Closed Videogamer555 closed 1 year ago
Yes, Asar is primarily designed for patching, but it works fine for homebrews too. Simply use a nonexistent file as output.
Asar is most commonly used as a patching tool in the SMW Hacking community, but is certainly also capable of creating new ROMs from scratch. While I can't comment on whether it's the best tool for that job (I've never used any other SNES assemblers), I do know of enough who people are actively using it for homebrew development and/or disassemblies.
One thing that Asar has going for it is a pretty powerful define and macro system that will come back to haunt you and bite you in the ass one day that can be used to achieve a lot of stuff via meta-programming. For example, generating HDMA tables for your ROM to use at run-time.
Since this is more of a question and not an actual issue or feature request, I'll go ahead and close this (but if you have further questions, feel free to open a thread under Discussions).

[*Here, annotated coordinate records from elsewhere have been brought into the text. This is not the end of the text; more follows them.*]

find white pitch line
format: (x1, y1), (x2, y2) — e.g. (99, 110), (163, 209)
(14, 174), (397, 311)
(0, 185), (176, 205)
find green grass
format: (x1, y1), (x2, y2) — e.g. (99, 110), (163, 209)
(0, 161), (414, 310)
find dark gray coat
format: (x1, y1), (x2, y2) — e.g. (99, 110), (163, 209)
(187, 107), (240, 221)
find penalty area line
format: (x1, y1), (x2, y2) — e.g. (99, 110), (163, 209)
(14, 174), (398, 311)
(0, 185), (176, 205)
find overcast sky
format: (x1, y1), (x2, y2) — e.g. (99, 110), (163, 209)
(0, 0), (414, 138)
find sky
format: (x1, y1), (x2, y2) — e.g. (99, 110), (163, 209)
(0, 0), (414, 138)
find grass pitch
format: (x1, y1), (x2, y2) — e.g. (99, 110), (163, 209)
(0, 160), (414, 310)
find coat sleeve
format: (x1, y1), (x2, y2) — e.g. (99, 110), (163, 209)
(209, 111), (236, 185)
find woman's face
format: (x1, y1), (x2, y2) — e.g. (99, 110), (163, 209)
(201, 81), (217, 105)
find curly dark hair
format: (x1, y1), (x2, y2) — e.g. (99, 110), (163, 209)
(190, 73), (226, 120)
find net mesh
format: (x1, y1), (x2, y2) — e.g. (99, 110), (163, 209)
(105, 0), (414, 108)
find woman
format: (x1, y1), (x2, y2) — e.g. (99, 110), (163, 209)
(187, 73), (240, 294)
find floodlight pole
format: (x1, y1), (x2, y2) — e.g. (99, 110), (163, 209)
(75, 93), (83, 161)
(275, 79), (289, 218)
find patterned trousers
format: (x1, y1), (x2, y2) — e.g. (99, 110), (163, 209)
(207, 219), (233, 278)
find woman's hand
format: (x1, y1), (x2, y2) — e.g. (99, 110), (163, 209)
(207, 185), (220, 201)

When I type asar.exe (with no filename), instead of saying something like "error no asm code file found", or even displaying a list of available commandline switches, it instead goes into some weird IPS patcher mode. It seems from this alone that this software (despite being called an assembler) is really more of a patching tool. I'm looking for a good quality assembler to write my own ROMs, not to patch existing ROMs. Is it possible to do that with asar? If not, do you have any alternative to recommend?